EPP patients learn to avoid light. Not just direct sun. Shade doesn't fully protect them. Window glass doesn't filter the relevant wavelengths. They rearrange their lives around managing phototoxicity: scheduling outdoor activities by season and time of day, covering every surface of exposed skin, carrying medications for after-exposure pain management, sometimes becoming socially isolated from the ordinary world of outdoor activities that most people take for granted. The quality-of-life impact is severe, and until Scenesse there were essentially no effective treatments.

Afamelanotide addresses EPP not by fixing the underlying enzyme deficiency but by building a melanin shield in the skin before light exposure occurs. The mechanism is the same one Hadley and Hruby originally characterized: MC1R stimulation drives sustained eumelanin production in melanocytes, which then gets distributed through the epidermis. This melanin absorbs the blue-violet light that would otherwise reach the accumulated protoporphyrin and trigger the photochemical cascade. It does not cure EPP. But in clinical trials, it meaningfully extended the time EPP patients could spend in daylight without pain — and in a population for whom the ability to go outside for a summer afternoon is not a trivial gain, that matters enormously.

The European Medicines Agency approved afamelanotide (Scenesse) for EPP in 2014, making it the first melanocortin receptor agonist to reach full regulatory approval anywhere in the world. The FDA granted conditional approval — specifically, accelerated approval — in the United States in 2019, also for EPP. The approval came with a requirement for continued post-marketing studies. The delivery system that made the drug clinically practical was developed by the Australian pharmaceutical company Clinuvel: a small bioresorbable implant, roughly the size of a grain of rice, inserted subcutaneously every 60 to 120 days. The implant releases afamelanotide in a slow, sustained curve over weeks, producing the gradual melanogenesis that protects without the peaks and troughs of injectable dosing.

The cosmetic application — the original dream of a tan-without-sun drug — never advanced through formal regulatory development, largely for the risk-benefit reasons described above. What remained was something arguably more significant: proof that a synthetic melanocortin peptide could be safely delivered to human patients, that MC1R stimulation could be sustained over months without catastrophic adverse effects, and that the tanning response it produced was real and functional rather than merely cosmetic. The scientific foundation that Hadley and Hruby laid in Tucson, intended to prevent melanoma in fair-skinned people, ended up protecting a small group of patients from a completely different light-sensitivity condition. The hypothesis — that melanogenesis is photoprotective — turned out to be entirely correct. The disease it eventually treated wasn't the one they were thinking about.
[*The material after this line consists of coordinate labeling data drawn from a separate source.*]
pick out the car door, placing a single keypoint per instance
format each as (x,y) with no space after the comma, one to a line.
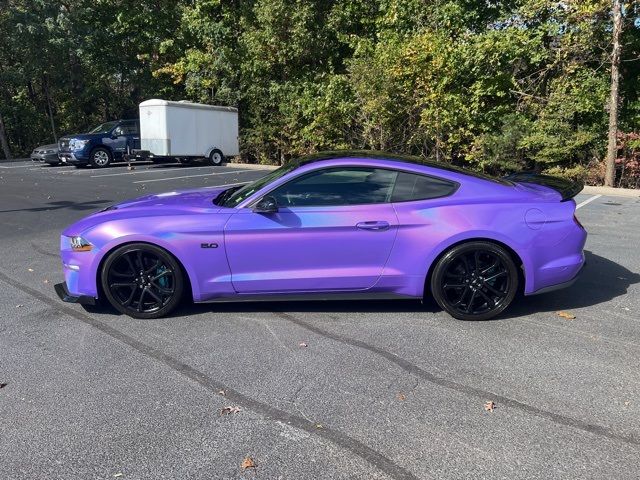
(124,138)
(333,231)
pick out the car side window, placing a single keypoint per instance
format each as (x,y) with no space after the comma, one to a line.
(337,186)
(411,186)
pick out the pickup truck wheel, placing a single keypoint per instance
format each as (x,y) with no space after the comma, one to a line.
(216,157)
(100,157)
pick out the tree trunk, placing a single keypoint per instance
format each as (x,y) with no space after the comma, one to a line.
(612,151)
(45,84)
(3,140)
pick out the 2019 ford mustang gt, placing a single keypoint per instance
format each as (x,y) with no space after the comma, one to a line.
(337,225)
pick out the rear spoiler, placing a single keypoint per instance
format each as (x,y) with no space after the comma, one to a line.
(566,188)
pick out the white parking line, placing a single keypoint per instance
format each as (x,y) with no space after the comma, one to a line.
(192,176)
(18,166)
(147,170)
(588,200)
(43,168)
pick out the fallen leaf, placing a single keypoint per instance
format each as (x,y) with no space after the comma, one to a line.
(489,406)
(248,463)
(567,315)
(229,410)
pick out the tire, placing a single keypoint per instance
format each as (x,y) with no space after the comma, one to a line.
(153,294)
(216,157)
(475,281)
(100,157)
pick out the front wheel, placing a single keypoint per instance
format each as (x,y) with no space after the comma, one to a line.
(100,157)
(216,157)
(475,281)
(142,281)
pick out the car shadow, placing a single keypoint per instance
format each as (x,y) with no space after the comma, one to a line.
(600,281)
(63,204)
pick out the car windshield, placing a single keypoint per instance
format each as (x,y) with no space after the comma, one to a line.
(240,194)
(104,128)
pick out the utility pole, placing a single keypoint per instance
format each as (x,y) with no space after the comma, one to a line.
(612,150)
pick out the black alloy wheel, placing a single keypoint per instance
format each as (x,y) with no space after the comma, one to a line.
(142,281)
(100,158)
(216,158)
(475,281)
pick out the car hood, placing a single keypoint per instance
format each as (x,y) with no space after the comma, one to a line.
(83,136)
(51,146)
(182,202)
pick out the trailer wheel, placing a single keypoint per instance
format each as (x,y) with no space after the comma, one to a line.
(216,157)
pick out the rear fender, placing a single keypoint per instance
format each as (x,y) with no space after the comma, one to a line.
(484,235)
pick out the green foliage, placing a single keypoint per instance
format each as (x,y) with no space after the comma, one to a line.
(496,86)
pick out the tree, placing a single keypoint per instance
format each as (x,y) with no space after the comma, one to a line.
(3,140)
(614,99)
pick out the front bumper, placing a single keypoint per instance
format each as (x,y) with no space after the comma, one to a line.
(48,157)
(72,158)
(63,292)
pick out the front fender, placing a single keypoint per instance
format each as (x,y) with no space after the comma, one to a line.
(108,247)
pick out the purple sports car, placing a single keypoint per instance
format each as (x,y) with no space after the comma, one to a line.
(332,226)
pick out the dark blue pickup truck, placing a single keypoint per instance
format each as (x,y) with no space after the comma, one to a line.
(104,144)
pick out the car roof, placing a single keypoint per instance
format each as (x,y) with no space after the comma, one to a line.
(393,157)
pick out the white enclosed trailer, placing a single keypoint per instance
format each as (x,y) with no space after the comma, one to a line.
(186,131)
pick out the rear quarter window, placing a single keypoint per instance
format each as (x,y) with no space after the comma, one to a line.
(411,186)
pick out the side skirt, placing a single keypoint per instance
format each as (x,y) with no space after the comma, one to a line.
(320,296)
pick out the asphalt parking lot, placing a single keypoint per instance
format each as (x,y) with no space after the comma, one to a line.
(382,390)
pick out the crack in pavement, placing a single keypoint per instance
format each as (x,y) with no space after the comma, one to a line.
(373,457)
(465,389)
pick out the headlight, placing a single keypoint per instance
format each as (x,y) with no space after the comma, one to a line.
(78,144)
(79,244)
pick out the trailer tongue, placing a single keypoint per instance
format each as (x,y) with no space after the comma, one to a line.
(566,188)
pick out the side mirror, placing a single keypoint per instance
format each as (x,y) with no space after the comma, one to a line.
(266,205)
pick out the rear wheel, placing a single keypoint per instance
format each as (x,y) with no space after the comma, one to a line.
(100,157)
(216,157)
(475,281)
(142,281)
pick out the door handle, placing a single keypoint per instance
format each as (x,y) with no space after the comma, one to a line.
(377,225)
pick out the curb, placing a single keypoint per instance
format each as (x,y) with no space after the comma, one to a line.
(252,166)
(610,191)
(14,160)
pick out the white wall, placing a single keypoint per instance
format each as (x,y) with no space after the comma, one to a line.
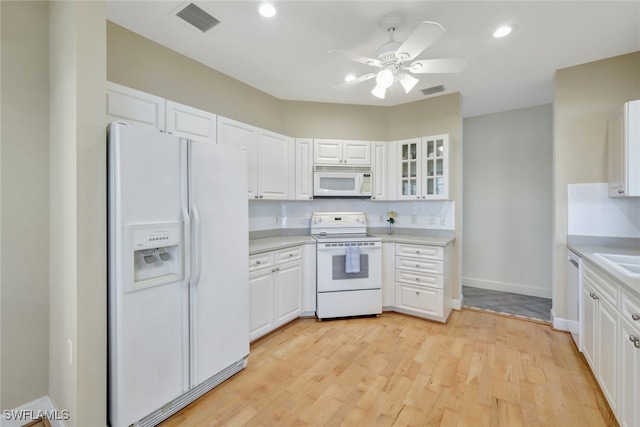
(508,201)
(591,212)
(269,215)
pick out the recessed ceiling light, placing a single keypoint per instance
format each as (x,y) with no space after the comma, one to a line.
(502,31)
(267,10)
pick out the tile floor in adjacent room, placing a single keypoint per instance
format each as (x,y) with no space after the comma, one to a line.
(508,303)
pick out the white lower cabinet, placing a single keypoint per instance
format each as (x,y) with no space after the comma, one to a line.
(611,341)
(275,289)
(423,281)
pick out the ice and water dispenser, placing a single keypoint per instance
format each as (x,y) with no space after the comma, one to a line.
(153,254)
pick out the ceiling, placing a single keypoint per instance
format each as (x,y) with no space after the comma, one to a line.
(287,56)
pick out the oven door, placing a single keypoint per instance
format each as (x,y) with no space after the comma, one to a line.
(334,275)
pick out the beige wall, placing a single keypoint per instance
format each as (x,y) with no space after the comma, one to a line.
(508,171)
(585,96)
(78,210)
(137,62)
(442,114)
(24,197)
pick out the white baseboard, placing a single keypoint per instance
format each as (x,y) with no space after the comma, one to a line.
(41,407)
(533,291)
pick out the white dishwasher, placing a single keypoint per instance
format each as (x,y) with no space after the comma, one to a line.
(574,296)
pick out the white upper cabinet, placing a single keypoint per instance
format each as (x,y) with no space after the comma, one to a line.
(134,107)
(624,151)
(423,168)
(142,109)
(274,166)
(303,169)
(189,122)
(270,158)
(242,135)
(341,152)
(379,166)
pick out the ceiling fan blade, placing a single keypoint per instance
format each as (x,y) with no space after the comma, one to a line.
(422,37)
(356,57)
(355,81)
(437,66)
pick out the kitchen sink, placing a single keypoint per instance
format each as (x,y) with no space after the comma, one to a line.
(626,264)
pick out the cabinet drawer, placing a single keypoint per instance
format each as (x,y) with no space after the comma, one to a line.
(429,301)
(421,265)
(289,254)
(419,279)
(420,251)
(630,309)
(609,290)
(262,260)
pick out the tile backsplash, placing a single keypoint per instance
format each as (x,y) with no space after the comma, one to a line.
(268,215)
(593,213)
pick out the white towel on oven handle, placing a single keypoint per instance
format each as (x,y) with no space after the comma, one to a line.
(352,260)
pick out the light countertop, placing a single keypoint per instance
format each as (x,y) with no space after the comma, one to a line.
(273,243)
(587,251)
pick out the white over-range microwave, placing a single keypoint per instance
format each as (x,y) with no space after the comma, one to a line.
(342,181)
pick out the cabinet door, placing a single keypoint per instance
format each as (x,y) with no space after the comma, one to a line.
(242,135)
(629,402)
(261,302)
(615,143)
(274,153)
(288,292)
(303,169)
(589,311)
(388,274)
(327,151)
(134,107)
(380,170)
(423,300)
(355,153)
(607,351)
(409,155)
(435,167)
(189,122)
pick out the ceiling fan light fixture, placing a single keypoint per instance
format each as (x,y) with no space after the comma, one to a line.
(267,10)
(502,31)
(379,91)
(408,82)
(385,77)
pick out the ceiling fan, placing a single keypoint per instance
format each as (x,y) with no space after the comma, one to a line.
(397,60)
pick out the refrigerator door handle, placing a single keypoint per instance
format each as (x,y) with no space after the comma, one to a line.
(196,246)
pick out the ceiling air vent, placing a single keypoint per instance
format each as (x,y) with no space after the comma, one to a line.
(433,89)
(197,17)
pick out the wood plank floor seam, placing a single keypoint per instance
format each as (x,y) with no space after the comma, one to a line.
(479,369)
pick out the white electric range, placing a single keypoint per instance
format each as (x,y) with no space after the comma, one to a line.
(348,272)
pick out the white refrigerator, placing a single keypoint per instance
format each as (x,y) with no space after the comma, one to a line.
(178,279)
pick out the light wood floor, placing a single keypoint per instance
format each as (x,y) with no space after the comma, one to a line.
(480,369)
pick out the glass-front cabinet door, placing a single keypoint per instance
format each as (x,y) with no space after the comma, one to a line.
(436,162)
(409,154)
That's often how the path from bench to bedside actually works: not the straight line the original researchers imagined, but something that finds its value in unexpected places. The compound was right. The problem it solved was just different than the one it was designed for.

Frequently asked

What is Melanotan I?+
Melanotan I is NDP-alpha-MSH, a synthetic analog of alpha-MSH engineered for stability and selective potency at MC1R, developed at the University of Arizona to pharmacologically stimulate the skin's protective melanin response.
Is Melanotan I FDA-approved?+
Yes, as afamelanotide (Scenesse). It received EMA approval in 2014 and FDA accelerated approval in 2019, both specifically for erythropoietic protoporphyria — not for cosmetic tanning.
What is erythropoietic protoporphyria and how does afamelanotide help?+
EPP is a rare genetic disorder in which light triggers severe skin pain. Afamelanotide doesn't cure it but builds protective melanin in the skin before light exposure, meaningfully extending the time patients can spend in daylight without pain.